Dragonsworn (Dark-Hunter #28)(9)
Author: Sherrilyn Kenyon

She was hedging and he didn’t like it. Creatures who played games usually had something to hide. “Why?”

“Why should you let me go? So that I can breathe.”

Falcyn ground his teeth. “No, why should we trust you to help us?”

“Because I want out of here more than anything, but I lack the powers to break the seal or bargain for freedom. If you take me with you, I’ll show you where a portal is.”

Still suspicious, he released her. “And again, I ask what you are.”

“A kerling Deathseer.”

Falcyn conjured up a ball of fire and held it so that she knew her own death was imminent. “Deathseer or seeker?”

A seer saw death. A seeker caused it.

Holding her hands up, she stepped back from him. “Seer,” she said quickly, letting him know that she got the less-than-veiled threat in his actions. “Though ofttimes the Black Crom uses me to find his victims.”

“And why is that?”

“I was sold to him for such.”

Falcyn moved to kill her, but Blaise caught his arm.

“Don’t hurt her.”

Aghast, he stared at him. “Are you out of your mandrake mind?”

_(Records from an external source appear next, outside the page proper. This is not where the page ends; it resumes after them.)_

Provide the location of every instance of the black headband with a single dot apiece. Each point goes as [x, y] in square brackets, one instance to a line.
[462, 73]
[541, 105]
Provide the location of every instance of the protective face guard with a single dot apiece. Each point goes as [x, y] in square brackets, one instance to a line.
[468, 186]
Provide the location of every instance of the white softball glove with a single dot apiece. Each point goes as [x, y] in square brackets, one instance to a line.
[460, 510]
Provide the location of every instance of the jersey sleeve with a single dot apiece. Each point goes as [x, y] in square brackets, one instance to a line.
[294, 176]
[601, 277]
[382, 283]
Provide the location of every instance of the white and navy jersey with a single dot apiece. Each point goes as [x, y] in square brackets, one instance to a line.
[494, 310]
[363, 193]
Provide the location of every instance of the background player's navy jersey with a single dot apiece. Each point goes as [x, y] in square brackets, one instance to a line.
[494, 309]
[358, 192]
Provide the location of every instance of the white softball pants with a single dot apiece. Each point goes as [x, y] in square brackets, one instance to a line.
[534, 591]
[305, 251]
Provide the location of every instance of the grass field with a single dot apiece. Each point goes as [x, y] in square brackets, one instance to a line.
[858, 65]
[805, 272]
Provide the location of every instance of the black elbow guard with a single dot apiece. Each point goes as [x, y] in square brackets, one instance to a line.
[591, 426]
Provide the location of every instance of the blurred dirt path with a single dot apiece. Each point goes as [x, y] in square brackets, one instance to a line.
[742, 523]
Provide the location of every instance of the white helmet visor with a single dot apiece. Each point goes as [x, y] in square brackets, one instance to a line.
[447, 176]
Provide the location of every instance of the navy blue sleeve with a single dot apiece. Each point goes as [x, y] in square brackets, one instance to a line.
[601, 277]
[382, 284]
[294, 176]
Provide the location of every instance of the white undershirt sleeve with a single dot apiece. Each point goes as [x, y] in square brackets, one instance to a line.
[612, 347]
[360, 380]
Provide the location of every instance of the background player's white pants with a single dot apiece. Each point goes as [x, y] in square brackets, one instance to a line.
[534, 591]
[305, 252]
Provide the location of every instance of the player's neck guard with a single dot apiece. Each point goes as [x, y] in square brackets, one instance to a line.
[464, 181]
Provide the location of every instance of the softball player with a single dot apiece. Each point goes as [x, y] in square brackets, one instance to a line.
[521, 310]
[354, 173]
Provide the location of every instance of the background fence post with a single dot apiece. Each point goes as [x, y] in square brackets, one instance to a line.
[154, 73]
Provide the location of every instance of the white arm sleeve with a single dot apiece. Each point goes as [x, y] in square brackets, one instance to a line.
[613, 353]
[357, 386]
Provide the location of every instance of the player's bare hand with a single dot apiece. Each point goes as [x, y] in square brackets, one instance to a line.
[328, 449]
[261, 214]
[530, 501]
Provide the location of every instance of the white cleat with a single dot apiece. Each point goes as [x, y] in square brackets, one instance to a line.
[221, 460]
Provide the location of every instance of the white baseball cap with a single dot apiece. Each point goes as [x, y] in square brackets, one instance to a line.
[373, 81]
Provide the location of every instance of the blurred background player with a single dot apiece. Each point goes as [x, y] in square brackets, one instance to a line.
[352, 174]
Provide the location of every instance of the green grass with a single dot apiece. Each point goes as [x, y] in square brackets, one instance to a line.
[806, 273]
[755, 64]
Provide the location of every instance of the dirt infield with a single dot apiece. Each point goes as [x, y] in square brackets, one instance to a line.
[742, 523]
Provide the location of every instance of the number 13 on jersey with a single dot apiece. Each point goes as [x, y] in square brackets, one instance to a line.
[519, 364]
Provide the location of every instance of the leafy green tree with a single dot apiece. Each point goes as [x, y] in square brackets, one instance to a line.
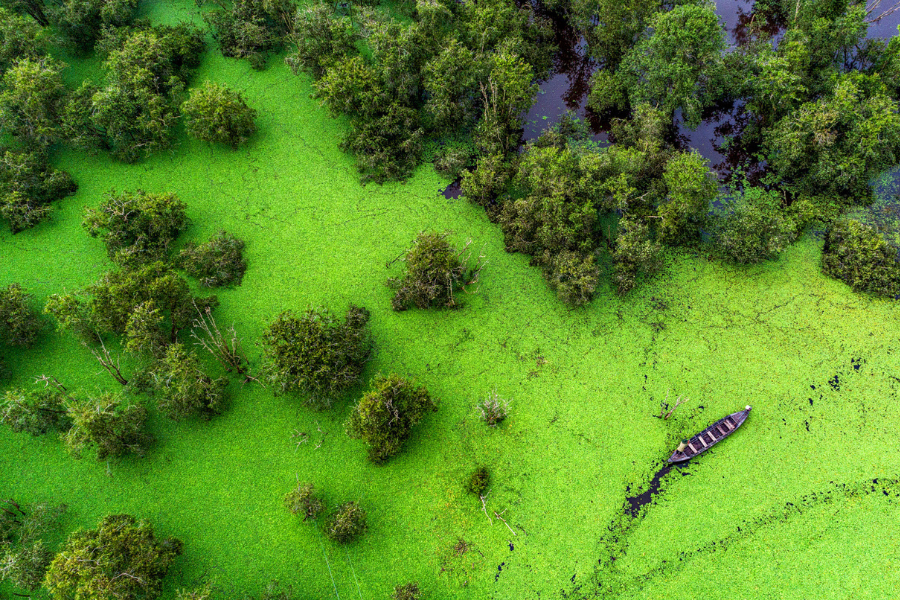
[19, 323]
[110, 425]
[321, 38]
[217, 114]
[121, 559]
[28, 185]
[675, 67]
[25, 551]
[346, 523]
[82, 21]
[691, 186]
[217, 262]
[182, 388]
[835, 145]
[755, 229]
[304, 501]
[315, 354]
[385, 416]
[19, 38]
[252, 29]
[137, 227]
[434, 271]
[858, 255]
[35, 413]
[31, 101]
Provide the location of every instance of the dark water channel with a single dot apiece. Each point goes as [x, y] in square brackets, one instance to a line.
[567, 88]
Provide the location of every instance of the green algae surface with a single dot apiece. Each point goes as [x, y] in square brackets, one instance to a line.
[802, 500]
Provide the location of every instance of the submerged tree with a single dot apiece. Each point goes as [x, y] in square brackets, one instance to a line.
[121, 559]
[385, 416]
[316, 354]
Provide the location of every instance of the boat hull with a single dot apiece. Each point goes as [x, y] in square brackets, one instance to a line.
[710, 436]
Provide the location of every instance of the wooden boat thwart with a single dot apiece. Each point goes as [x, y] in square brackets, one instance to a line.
[710, 436]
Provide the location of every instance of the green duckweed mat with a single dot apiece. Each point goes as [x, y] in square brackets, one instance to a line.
[801, 502]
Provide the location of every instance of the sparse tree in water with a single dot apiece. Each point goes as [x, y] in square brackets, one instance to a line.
[316, 354]
[434, 272]
[122, 559]
[110, 425]
[217, 114]
[385, 416]
[217, 262]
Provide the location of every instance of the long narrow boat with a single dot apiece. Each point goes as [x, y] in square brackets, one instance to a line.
[710, 436]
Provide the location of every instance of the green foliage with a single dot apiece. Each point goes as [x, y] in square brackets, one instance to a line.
[858, 255]
[478, 481]
[346, 523]
[28, 184]
[409, 591]
[756, 228]
[182, 388]
[217, 262]
[433, 271]
[25, 553]
[691, 188]
[304, 501]
[110, 425]
[19, 324]
[385, 416]
[674, 67]
[137, 227]
[217, 114]
[252, 29]
[19, 38]
[31, 101]
[82, 21]
[134, 112]
[835, 145]
[121, 559]
[315, 354]
[34, 412]
[321, 38]
[635, 253]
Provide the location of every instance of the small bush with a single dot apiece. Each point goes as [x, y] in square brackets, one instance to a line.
[217, 114]
[494, 409]
[384, 417]
[478, 481]
[314, 353]
[218, 262]
[433, 271]
[858, 255]
[304, 501]
[410, 591]
[346, 523]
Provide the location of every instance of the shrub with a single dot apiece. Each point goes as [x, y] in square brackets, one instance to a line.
[217, 114]
[314, 353]
[346, 523]
[218, 262]
[433, 271]
[410, 591]
[478, 481]
[110, 425]
[121, 558]
[34, 412]
[28, 184]
[304, 501]
[494, 409]
[19, 324]
[385, 416]
[137, 227]
[858, 255]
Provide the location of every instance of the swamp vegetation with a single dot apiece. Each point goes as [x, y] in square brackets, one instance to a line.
[395, 393]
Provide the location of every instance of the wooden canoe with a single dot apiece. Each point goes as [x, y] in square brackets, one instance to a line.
[710, 436]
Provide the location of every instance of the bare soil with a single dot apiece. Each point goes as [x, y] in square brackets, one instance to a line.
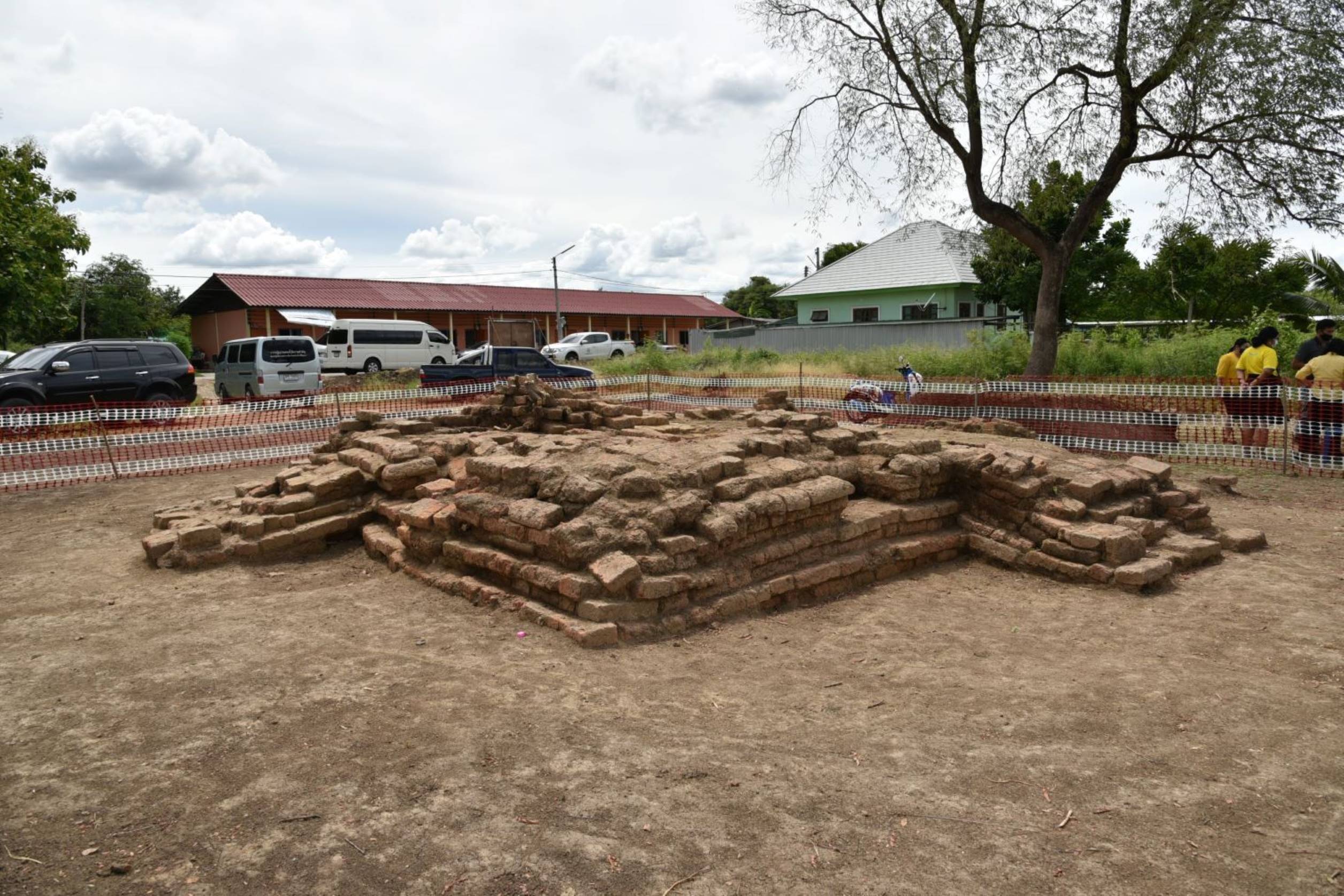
[329, 727]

Blaise snorted. “All the time. But not about this.” He held his hand out to the petite brunette. “Come, Brogan. I won’t let him harm you.”

Allowing the fire in his hand die out, he scowled at Blaise. “Can you see her at all?”

Blaise shook his head. “I can only hear her voice. Why?”

Because she was exquisitely beautiful. Her long dark brown hair that had escaped her tight braids made perfect spirals around her elvish features and pointed ears. Enchanting features the fey often used to lure others to their doom. And that included her tight brown leather pants and corset that were covered by a flimsy green robe, and the fey stone necklace and diadem she wore.

But if Blaise couldn’t see it, then it wasn’t a trap for him. “Why are you attracted to her?”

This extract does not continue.